VRG and oRG are both accompanied by the expression of stem cell markers such as PAX6 and exhibit extensive self-renewal and proliferative capacities 6. However, despite functional similarities, they have distinct molecular phenotypes. Previous scRNA-seq analyses have identified several molecular markers, including HOPX for oRGs, CRYAB, and FBXO32 for vRGs7. Furthermore, oRGs are derived from vRGs, and vRGs exhibit obvious differences in numerous cell-extrinsic mechanisms, including activation of the FGF-MAPK cascade, SHH, PTEN/AKT, and PDGF pathways, and oxygen (O2) levels. These pathways and factors involve three broad cellular processes: vRG maintenance, spindle orientation, and cell adhesion/extracellular matrix production8. Some transcription factors have been shown to participate in vRG generation, such as INSM and TRNP1. Moreover, the cell-intrinsic patterns of transcriptional regulation responsible for generating oRGs have not been characterized.

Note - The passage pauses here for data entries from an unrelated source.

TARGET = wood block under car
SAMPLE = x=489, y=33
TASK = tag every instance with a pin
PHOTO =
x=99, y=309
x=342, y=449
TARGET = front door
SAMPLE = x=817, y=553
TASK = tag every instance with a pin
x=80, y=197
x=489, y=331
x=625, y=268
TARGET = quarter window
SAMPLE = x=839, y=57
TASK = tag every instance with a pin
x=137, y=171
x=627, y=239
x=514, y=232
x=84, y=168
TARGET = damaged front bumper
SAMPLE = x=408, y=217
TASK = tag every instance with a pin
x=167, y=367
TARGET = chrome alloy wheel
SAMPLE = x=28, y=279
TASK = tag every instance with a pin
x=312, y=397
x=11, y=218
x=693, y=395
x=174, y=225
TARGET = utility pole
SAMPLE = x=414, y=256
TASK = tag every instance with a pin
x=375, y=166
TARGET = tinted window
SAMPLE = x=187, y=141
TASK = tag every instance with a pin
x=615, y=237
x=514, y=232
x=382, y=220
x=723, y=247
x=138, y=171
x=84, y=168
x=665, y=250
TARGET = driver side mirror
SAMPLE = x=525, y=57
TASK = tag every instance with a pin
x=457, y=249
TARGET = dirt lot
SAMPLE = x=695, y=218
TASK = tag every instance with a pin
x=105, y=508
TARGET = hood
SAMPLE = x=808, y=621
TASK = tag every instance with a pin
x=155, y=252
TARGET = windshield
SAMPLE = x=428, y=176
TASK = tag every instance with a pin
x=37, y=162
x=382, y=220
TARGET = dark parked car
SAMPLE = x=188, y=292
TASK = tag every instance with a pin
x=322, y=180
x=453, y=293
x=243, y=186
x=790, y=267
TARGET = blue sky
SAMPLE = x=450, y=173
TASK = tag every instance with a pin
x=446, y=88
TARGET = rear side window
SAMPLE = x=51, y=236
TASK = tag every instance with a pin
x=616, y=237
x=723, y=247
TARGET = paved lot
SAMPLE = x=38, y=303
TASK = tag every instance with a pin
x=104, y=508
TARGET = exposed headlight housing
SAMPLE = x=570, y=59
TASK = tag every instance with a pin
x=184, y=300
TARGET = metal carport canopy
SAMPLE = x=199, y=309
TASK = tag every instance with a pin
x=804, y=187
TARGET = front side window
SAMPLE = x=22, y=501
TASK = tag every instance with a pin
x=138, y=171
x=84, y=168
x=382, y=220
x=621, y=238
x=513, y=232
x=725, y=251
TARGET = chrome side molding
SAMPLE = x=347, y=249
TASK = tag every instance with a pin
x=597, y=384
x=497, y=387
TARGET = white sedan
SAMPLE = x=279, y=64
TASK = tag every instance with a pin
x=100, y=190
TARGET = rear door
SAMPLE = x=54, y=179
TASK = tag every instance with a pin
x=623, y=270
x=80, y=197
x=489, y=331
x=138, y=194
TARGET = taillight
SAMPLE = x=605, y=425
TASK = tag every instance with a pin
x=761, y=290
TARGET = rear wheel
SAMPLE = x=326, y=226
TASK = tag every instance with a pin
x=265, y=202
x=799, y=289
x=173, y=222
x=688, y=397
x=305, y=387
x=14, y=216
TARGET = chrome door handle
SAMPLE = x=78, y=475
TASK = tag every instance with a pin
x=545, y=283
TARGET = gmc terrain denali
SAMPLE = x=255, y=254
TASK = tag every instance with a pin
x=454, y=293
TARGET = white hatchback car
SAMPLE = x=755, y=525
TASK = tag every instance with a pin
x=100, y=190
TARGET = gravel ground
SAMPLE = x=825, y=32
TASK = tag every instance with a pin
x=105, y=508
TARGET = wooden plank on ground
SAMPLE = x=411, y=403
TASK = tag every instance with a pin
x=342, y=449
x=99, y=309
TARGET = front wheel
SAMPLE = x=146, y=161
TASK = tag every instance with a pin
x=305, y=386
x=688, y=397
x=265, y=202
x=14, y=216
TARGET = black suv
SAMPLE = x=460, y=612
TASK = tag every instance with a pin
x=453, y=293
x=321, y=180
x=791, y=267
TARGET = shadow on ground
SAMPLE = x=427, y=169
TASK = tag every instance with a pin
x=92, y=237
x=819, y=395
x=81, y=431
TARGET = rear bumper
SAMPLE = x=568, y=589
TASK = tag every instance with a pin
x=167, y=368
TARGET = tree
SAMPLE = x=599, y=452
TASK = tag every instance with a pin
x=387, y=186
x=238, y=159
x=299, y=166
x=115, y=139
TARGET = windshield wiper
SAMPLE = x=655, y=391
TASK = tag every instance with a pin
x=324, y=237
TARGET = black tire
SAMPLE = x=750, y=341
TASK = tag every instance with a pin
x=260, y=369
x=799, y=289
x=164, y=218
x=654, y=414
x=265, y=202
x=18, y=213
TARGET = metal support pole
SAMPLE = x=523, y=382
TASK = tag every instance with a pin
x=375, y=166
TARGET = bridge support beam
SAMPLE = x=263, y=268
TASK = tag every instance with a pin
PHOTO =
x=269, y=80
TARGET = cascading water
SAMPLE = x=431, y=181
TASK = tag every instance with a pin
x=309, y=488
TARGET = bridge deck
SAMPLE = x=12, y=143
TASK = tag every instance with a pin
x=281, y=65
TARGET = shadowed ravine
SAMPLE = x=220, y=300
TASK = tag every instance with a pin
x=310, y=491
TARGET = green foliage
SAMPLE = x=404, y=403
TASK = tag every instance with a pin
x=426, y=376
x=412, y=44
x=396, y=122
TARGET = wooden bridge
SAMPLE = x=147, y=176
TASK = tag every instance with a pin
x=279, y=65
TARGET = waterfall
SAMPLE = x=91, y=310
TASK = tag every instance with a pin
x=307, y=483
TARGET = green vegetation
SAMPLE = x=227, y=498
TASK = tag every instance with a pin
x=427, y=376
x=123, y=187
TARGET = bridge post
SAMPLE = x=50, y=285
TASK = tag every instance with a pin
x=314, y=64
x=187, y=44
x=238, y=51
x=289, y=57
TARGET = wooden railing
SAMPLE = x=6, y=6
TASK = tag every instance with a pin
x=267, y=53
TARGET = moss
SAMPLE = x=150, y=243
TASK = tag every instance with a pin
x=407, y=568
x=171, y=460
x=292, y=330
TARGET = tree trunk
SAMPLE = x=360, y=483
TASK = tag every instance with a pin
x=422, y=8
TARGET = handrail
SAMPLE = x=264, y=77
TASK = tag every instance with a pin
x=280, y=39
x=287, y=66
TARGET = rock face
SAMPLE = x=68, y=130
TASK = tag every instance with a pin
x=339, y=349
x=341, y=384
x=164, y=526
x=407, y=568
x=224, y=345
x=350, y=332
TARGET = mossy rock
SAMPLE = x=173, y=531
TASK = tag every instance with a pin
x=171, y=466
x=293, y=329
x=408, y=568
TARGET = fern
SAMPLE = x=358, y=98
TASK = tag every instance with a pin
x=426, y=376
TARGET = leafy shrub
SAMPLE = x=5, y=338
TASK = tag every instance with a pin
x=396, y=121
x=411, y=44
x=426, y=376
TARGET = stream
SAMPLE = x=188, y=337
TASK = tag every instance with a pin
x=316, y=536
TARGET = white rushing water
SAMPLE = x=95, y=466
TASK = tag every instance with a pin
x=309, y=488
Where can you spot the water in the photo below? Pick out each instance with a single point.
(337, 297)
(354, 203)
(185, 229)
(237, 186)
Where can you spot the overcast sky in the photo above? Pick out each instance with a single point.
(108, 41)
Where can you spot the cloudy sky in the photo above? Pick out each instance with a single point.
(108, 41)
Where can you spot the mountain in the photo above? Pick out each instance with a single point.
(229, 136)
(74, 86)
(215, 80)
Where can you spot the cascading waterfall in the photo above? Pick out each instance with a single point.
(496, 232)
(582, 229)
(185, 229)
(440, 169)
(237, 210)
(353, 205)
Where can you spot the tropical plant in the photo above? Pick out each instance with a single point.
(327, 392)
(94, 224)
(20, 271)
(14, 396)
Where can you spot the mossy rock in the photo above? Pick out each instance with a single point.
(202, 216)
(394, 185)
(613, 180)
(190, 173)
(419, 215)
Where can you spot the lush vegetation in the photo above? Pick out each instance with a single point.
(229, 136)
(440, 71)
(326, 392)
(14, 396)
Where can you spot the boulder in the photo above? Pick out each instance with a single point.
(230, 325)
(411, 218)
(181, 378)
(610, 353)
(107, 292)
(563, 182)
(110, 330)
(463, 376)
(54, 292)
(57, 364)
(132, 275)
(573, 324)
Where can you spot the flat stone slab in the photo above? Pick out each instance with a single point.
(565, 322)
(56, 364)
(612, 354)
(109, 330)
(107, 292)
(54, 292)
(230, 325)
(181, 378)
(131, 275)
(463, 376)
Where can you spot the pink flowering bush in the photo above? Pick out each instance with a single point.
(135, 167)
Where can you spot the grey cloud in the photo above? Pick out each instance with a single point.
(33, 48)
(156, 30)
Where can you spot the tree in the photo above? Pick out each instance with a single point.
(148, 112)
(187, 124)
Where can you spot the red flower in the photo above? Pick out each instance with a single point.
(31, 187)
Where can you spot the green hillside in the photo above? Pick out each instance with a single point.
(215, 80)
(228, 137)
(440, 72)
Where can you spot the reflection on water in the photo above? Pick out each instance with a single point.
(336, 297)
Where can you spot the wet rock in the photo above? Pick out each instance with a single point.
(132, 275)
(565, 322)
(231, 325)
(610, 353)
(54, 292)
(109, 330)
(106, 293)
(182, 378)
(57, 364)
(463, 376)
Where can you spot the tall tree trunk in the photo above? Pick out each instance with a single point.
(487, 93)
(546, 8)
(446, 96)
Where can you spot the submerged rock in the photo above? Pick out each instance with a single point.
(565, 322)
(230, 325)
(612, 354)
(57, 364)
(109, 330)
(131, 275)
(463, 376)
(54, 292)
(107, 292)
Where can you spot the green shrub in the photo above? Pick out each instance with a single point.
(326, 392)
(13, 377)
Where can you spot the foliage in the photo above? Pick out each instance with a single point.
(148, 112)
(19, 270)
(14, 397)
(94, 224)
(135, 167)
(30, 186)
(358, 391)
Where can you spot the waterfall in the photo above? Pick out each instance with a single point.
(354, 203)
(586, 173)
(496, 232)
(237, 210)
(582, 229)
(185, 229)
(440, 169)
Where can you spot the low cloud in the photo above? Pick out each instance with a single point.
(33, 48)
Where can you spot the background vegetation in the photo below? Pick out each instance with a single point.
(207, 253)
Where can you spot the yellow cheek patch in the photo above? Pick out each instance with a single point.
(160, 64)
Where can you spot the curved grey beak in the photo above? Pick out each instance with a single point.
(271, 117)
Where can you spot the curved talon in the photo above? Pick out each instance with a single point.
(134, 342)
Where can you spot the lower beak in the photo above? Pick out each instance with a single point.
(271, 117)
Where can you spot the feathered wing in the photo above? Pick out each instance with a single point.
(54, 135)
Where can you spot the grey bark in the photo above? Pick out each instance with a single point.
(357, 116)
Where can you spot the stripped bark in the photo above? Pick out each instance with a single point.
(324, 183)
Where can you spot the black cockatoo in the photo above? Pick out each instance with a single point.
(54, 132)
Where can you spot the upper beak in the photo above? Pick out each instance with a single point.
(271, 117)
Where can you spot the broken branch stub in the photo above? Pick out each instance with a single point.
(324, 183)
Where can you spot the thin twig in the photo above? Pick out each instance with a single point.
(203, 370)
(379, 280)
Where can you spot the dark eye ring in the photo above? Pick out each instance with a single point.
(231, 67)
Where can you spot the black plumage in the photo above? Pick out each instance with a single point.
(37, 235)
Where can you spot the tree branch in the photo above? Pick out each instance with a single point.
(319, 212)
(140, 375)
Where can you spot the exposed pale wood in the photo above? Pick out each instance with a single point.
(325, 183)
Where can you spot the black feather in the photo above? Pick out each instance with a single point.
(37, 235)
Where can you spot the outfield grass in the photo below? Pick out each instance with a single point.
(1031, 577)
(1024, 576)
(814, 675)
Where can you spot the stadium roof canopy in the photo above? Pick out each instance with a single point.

ScRNA-seq is a powerful tool for investigating developmental trajectories, defining cellular heterogeneity, and identifying novel cell subgroups9. Several groups have sampled prenatal mouse neocortex tissue for scRNA-seq 10,11, as well as discrete, discontinuous prenatal developmental stages in human and non-human primates, 7,12 13,14. The diversity and features of primate cortical progenitors have been explored 4,6,7,15.
The temporally divergent regulatory mechanisms that govern cortical neuronal diversification at the early postmitotic stage have also been focused on 16. Studies spanning the full embryonic neurogenic stage in the neocortex of humans and other primates are still lacking. Rhesus macaque and humans share multiple aspects of neurogenesis, and more importantly, the rhesus monkey and human brains share more similar gene expression patterns than the brains of mice and humans17–19. To establish a comprehensive, global picture of the neurogenic processes in the rhesus macaque neocortex, which can be informative of neocortex evolution in humans, we sampled neocortical tissue at five developmental stages (E40, E50, E70, E80, and E90) in rhesus macaque embryos, spanning the full neurogenesis period. Through strict quality control, cell type annotation, and lineage trajectory inference, we identified two broad transcriptomic programs responsible for the differentiation of deep-layer and upper-layer neurons. We also defined the temporal expression patterns of neural stem cells, including oRGs, vRGs, and IPs, and identified novel transcription factors involved in oRG generation. These findings can substantially enhance our understanding of neocortical development and evolution in primates.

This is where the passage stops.